Recall announcements are often made by the U.S. National Highway Traffic Safety Administration (NHTSA) rather than the automaker. You probably have better things to do than pour over NHTSA's database, so we publish announcements about widespread recalls.

You can also check to see if your car is affected by a recall by going to the "vehicle owners" section of SaferCar.gov and searching for your vehicle. Vehicles aren't the only products that NHTSA requests to be recalled by the manufacturer. Child seats and tires are monitored for safety concerns as well.

Getting Notice
If your car is affected by a new recall, then you can expect to notification in the mail. These letters are sent out by using the state's vehicle registration database.

The letter will inform you that there's a potential safety concern with your vehicle and generally will ask you to take it to an authorized dealer for service. In some cases, like when there's a need for a replacement part, the letter will state when the safety fix will be available and how long the repair will take. In some extreme cases, the letter will even tell you to stop driving your car.

Don't worry if you lost the letter or didn't receive it in the first place. You can still obtain the notice of the recall from the NHTSA website and take it to your local dealership to get help. 
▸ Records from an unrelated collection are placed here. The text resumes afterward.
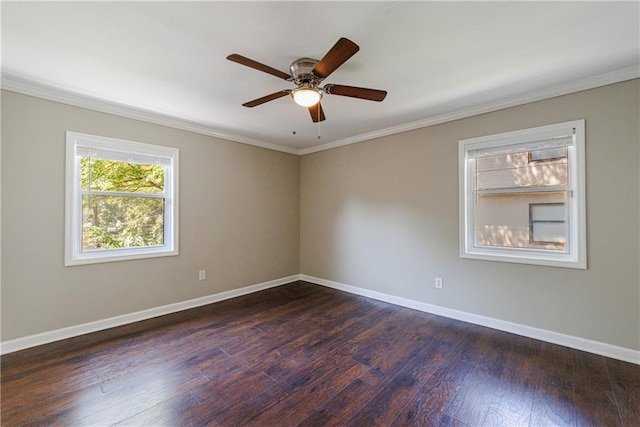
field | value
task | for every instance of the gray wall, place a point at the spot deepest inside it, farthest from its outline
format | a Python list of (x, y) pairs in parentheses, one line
[(383, 215), (239, 220)]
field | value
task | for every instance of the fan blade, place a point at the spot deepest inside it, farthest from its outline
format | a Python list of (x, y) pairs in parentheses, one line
[(267, 98), (356, 92), (317, 115), (338, 55), (258, 66)]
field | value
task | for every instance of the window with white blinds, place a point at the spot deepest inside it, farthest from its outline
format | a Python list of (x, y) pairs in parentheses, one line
[(522, 196), (121, 200)]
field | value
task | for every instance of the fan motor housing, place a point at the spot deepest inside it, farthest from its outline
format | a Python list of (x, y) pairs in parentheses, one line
[(301, 69)]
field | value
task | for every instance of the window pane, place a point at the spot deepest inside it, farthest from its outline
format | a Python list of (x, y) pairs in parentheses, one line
[(549, 154), (113, 175), (547, 212), (548, 232), (110, 222), (502, 220), (514, 170)]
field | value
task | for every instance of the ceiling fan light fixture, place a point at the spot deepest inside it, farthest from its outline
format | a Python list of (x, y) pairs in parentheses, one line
[(306, 96)]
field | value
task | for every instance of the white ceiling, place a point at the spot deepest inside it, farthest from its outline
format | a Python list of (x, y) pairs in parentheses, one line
[(435, 59)]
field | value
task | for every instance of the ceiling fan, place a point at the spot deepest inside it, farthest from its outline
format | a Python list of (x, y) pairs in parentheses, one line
[(308, 74)]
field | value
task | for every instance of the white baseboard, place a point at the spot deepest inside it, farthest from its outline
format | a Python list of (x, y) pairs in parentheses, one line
[(596, 347), (99, 325)]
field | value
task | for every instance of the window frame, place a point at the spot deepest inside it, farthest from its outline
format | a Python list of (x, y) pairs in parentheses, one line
[(575, 255), (74, 255)]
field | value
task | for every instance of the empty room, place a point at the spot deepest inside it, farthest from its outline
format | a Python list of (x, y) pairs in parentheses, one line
[(297, 213)]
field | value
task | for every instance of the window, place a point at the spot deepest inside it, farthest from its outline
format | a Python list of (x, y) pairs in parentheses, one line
[(546, 224), (121, 200), (522, 196)]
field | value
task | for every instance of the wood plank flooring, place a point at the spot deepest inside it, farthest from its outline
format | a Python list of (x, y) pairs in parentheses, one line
[(302, 354)]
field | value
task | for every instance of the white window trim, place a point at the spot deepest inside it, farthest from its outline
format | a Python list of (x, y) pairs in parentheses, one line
[(576, 254), (73, 206)]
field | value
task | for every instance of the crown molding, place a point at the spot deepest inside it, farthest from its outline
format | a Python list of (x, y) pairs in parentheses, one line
[(40, 90), (28, 87), (551, 92)]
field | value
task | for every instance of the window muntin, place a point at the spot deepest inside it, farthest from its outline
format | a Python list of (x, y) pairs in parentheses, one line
[(517, 210), (121, 200)]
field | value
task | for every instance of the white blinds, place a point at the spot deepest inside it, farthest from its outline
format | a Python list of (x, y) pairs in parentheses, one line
[(123, 156), (556, 142)]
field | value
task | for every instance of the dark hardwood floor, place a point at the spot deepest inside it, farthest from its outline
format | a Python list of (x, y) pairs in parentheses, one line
[(301, 354)]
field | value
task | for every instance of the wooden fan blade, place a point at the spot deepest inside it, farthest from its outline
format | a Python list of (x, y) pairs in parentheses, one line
[(258, 66), (317, 114), (338, 55), (267, 98), (356, 92)]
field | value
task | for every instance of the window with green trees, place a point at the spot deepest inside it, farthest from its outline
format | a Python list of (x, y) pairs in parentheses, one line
[(121, 199)]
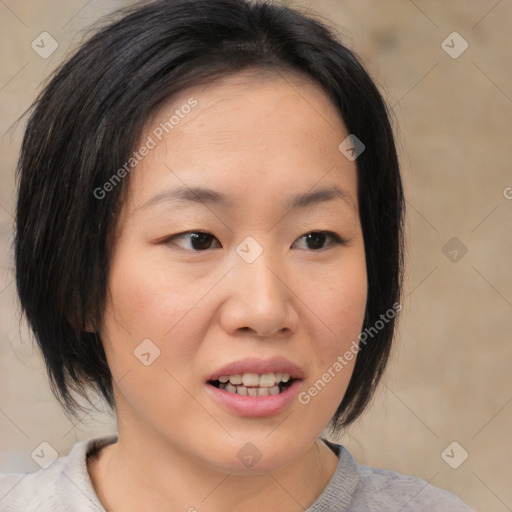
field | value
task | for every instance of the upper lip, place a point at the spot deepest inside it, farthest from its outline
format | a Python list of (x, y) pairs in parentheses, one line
[(259, 366)]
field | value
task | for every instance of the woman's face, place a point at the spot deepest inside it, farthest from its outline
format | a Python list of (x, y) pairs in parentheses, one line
[(239, 254)]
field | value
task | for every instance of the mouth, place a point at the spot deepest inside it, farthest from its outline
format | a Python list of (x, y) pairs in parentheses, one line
[(254, 384), (256, 388)]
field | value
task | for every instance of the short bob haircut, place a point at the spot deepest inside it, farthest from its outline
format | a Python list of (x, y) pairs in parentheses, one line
[(89, 118)]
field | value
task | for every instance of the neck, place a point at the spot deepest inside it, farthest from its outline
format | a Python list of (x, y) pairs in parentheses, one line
[(140, 474)]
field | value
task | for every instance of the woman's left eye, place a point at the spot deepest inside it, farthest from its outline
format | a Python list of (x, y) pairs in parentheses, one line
[(317, 240)]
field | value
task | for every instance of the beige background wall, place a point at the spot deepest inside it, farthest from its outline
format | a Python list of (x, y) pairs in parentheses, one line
[(450, 375)]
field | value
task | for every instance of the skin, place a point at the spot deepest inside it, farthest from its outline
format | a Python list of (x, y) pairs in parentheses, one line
[(259, 138)]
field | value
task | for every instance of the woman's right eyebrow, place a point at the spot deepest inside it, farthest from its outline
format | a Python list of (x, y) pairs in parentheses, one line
[(199, 195), (202, 195)]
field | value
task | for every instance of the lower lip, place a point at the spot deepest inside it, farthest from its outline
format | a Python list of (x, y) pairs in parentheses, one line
[(255, 406)]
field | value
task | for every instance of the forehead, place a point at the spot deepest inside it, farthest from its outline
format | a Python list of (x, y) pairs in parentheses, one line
[(258, 131)]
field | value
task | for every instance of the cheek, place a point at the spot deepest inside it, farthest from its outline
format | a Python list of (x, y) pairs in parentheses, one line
[(337, 301)]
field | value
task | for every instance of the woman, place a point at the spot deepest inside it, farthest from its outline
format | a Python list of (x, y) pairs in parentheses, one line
[(209, 234)]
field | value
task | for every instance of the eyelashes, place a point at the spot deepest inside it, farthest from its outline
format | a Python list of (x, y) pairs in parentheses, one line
[(198, 241)]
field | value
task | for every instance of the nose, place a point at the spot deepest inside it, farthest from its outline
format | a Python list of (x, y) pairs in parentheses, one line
[(259, 300)]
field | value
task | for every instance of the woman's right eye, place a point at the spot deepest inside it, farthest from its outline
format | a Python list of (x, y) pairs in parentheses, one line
[(194, 241)]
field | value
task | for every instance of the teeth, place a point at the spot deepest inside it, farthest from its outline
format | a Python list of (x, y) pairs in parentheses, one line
[(251, 379), (235, 379), (230, 388), (252, 384), (267, 380)]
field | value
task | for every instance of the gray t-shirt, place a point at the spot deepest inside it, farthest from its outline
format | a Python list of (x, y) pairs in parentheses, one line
[(65, 486)]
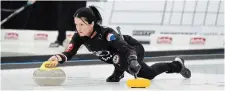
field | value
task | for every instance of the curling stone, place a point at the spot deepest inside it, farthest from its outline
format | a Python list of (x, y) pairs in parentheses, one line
[(138, 83), (49, 76)]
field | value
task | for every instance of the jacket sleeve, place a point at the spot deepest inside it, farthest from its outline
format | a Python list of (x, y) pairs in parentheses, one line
[(71, 49), (117, 42)]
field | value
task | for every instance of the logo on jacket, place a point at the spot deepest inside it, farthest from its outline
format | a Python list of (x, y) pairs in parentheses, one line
[(111, 37)]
More: *What Should I Do If My Car is Recalled?* on AutoGuide.com


----------



## Merc6 (Jun 8, 2013)

If you have Active OnStar it will also show up in your monthly emails. This Axle recall literally fell just after this months email so you will only see it on the website.


----------



## ALBERTA (Mar 29, 2014)

I got the recall notice in this months email from OnStar. Then I got a phone call from the dealerships service department the next day to book a time for me to bring the car in. They were so sure it was one of the ones needing repair and it was "unsafe to continue driving" they immediately offered a rental vehicle. After about an hour of waiting for a ride to the Budget, and just as the agent was filling out the remaining information for the rental I get a phone call from the dealership that they just lifted the car up and saw that it was not the recalled part so my car was fine. Well their shuttle couldn't come pick me up for a while and the rental car place wasn't about to offer me a ride back if they aren't getting business so I just told the dealership that GM is paying for the rental for the day because I needed to get to work. The rental was a 2014 Cruze LT only difference was the colour... and it was disgustingly dirty inside and out. Food crumbs, empty bottles, and stuff sprayed all over the inside as well as pet hair.

All in all it was an unnecessary hassle when they should have just taken the five minutes to check and see if the part was even one of the defective ones. I was out about 3 hours of my time and a bit of hair all because GM is so anal about recalls now since the ignition thing.


----------